Met betrekking tot de persoon van verdachte heeft de rechtbank verder nog het volgende overwogen.
Gelet op de ernst van de bewezenverklaarde feiten en de straffen die voor dergelijke feiten in het algemeen worden opgelegd, acht de rechtbank geen andere straf op haar plaats dan die van vrijheidsbeneming. De rechtbank houdt ten voordele van verdachte rekening met zijn nog jeugdige leeftijd en het gegeven dat artikel 63 van het Wetboek van Strafrecht van toepassing is. Ook houdt de rechtbank rekening met de omstandigheid dat verdachte ruim zes maanden in voorlopige hechtenis heeft doorgebracht.
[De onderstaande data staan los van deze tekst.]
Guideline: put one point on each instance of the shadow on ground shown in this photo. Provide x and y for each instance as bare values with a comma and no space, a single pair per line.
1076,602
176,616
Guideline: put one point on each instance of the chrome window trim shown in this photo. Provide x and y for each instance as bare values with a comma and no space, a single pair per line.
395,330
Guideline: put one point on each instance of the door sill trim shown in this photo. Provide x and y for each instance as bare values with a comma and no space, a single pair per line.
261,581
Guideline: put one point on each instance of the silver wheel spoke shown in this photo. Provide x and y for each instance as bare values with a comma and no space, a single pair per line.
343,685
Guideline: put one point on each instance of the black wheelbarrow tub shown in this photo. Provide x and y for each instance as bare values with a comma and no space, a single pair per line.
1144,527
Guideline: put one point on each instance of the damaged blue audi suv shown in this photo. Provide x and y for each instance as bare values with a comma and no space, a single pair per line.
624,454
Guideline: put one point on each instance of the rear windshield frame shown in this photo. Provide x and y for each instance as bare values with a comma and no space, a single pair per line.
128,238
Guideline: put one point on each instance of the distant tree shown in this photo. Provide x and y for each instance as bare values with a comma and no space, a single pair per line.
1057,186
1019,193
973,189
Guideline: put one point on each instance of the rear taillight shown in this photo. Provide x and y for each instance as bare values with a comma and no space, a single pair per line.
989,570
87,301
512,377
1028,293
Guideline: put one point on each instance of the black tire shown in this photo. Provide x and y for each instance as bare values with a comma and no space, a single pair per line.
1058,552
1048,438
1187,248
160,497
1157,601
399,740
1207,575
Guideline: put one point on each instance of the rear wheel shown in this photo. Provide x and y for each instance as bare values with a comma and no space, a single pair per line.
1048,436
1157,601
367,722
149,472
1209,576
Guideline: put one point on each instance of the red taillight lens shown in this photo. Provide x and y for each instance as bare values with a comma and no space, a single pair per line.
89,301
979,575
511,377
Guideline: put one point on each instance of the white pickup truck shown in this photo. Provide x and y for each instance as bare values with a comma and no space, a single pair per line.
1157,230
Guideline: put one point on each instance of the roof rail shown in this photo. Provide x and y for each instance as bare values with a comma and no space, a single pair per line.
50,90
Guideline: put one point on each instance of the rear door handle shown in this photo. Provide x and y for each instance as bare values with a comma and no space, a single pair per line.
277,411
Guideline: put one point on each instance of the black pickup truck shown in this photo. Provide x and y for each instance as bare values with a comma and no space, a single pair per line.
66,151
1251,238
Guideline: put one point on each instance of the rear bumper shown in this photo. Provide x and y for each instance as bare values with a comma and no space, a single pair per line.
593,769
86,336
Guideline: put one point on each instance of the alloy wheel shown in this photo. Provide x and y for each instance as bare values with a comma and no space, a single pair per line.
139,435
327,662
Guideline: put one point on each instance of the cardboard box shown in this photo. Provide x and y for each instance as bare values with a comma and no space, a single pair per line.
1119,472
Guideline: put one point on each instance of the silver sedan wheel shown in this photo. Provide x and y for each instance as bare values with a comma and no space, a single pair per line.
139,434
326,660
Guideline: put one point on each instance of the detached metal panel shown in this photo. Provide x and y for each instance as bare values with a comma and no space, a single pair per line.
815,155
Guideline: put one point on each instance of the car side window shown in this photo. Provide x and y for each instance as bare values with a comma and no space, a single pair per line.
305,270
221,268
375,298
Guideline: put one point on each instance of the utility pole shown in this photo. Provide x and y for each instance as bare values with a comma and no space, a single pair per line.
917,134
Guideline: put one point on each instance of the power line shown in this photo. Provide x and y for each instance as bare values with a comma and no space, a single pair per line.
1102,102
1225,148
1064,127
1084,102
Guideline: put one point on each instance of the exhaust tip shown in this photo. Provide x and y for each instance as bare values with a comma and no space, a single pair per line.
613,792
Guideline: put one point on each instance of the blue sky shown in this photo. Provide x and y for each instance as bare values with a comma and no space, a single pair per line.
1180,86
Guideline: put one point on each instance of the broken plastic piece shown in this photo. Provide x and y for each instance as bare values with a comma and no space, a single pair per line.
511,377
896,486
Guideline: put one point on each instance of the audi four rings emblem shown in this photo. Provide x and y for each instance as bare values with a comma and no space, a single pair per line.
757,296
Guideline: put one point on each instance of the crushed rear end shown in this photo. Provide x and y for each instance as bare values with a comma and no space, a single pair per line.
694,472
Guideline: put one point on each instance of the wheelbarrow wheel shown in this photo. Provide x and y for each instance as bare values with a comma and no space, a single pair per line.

De rechtbank komt tot een lagere strafduur dan door de officier van justitie geëist, omdat de rechtbank (anders dan de officier van justitie) ten aanzien van feit 2 en partieel ten aanzien van feit 4 tot een vrijspraak komt. Alles afwegende is de rechtbank van oordeel dat een gevangenisstraf voor de duur van vijf maanden dient te worden opgelegd, met aftrek van het voorarrest. Nu de duur van de reeds in voorlopige hechtenis doorgebrachte periode langer is dan de straf waartoe verdachte wordt veroordeeld, heeft de rechtbank reeds op 20 mei 2021 bij afzonderlijke beslissing het bevel uitgevaardigd om de voorlopige hechtenis van verdachte op te heffen. Om diezelfde reden ziet de rechtbank geen ruimte om een (deels) voorwaardelijke gevangenisstraf met bijzondere voorwaarden aan voornoemde straf te koppelen.